Faşizm, kökeni İtalyanca “fascio” (demet, birlik) kelimesine dayanan ve siyasal literatürde ilk kez Benito Mussolini’nin liderliğinde 1919’da kurulan Fasci di Combattimento örgütüyle anılan, otoriter, milliyetçi ve totaliter bir ideolojidir. Fascio kelimesi, Roma İmparatorluğu döneminde iktidar ve birlik simgesi olarak kullanılan “fasces” (bir demet çubuk etrafına sarılmış balta) sembolüne dayanmaktadır. Bu simge, devlet otoritesinin bireysel özgürlüklerden üstün olduğunu, ulusun/toplumun bütünlüğünün ve çıkarının bireysel haklardan daha öncelikli kabul edilmesi gerektiğini ifade eder. Mussolini’nin liderliğinde bu terim, siyasal ve toplumsal hayatta birliği, disiplin ve güçlü devlet otoritesini esas alan yeni bir ideoloji olarak şekillenmiştir.


Faşizmin Sembolleri (Yapay Zeka İle Oluşturulmuştur)
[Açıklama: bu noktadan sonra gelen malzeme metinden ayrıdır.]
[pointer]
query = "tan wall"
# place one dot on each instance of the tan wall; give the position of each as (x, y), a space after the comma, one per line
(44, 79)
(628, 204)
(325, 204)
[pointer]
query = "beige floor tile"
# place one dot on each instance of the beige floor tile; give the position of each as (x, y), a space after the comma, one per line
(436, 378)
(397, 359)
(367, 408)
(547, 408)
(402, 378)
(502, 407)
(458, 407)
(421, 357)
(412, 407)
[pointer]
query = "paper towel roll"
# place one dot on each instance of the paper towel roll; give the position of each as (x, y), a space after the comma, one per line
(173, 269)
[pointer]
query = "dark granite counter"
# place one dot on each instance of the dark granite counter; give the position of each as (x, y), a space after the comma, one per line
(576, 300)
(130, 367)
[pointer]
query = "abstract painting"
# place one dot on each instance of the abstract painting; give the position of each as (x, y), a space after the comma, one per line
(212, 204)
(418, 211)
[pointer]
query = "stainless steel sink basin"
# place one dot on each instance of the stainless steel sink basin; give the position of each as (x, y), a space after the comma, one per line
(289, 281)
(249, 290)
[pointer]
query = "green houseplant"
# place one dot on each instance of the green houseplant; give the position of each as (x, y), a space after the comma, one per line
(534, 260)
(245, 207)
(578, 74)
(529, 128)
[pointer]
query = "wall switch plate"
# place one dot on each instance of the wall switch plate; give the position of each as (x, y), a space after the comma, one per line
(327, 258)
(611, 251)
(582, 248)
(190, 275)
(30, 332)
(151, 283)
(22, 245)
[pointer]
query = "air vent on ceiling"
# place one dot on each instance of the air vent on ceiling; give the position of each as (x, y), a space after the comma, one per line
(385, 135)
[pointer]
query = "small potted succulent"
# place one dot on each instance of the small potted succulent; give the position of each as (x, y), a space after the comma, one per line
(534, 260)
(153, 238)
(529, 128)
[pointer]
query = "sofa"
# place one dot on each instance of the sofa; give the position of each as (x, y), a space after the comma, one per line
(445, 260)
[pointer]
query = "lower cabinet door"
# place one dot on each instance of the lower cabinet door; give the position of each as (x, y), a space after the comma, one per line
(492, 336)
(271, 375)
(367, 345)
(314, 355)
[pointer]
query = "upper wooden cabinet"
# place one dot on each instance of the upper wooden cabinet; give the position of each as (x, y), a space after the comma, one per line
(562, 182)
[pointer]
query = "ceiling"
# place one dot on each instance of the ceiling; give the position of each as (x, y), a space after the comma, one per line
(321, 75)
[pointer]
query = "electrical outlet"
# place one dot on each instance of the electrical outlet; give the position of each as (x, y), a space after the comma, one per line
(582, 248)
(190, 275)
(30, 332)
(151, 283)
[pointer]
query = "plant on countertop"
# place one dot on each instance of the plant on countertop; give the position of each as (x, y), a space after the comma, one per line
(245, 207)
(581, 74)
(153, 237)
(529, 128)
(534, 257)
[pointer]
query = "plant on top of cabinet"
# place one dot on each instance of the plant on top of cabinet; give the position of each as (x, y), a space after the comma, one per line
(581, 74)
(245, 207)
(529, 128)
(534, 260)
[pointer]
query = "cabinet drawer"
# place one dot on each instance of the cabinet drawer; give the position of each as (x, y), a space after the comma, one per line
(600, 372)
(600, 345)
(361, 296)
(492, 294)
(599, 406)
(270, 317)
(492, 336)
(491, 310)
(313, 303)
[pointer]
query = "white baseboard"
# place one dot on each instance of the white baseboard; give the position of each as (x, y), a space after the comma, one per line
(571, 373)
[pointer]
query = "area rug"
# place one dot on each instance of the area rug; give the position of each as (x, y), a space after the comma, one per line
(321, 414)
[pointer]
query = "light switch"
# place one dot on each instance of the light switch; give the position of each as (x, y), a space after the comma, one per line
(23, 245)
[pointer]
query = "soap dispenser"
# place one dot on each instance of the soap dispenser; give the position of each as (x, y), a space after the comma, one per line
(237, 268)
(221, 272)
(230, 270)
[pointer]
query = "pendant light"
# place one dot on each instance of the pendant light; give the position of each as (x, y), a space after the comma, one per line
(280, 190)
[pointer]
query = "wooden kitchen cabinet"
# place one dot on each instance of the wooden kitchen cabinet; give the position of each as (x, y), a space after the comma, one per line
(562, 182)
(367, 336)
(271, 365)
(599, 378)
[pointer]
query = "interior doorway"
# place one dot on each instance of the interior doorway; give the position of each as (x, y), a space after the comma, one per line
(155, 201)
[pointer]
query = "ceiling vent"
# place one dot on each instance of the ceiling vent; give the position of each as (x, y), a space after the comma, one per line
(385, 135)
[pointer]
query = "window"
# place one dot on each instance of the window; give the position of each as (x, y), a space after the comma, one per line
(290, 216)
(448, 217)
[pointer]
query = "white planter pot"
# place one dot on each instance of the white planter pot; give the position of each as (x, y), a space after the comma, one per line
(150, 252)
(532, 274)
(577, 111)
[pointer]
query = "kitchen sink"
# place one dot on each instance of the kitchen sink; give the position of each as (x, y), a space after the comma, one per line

Faşizm, temel olarak liberal demokrasiyi, bireysel özgürlükleri ve sınıf mücadelesine dayanan sosyalist ideolojileri reddeder. Faşizm, ulusun organik bir bütün olduğunu, bireylerin bu bütünün bir parçası olarak ancak devletin ve ulusun çıkarları doğrultusunda anlam kazandığını savunur. Bu nedenle faşizm, liderin mutlak otoritesi etrafında birleşmiş, sınıf farklılıklarının reddedildiği, disiplinli ve hiyerarşik bir toplum modeli öngörür. Şiddeti siyasetin doğal ve meşru bir aracı olarak görür ve kitlelerin seferber edilmesi, militarizm, otoriteye mutlak bağlılık ve toplumun her alanında devletin mutlak denetimi faşist anlayışın temel unsurlarını oluşturur.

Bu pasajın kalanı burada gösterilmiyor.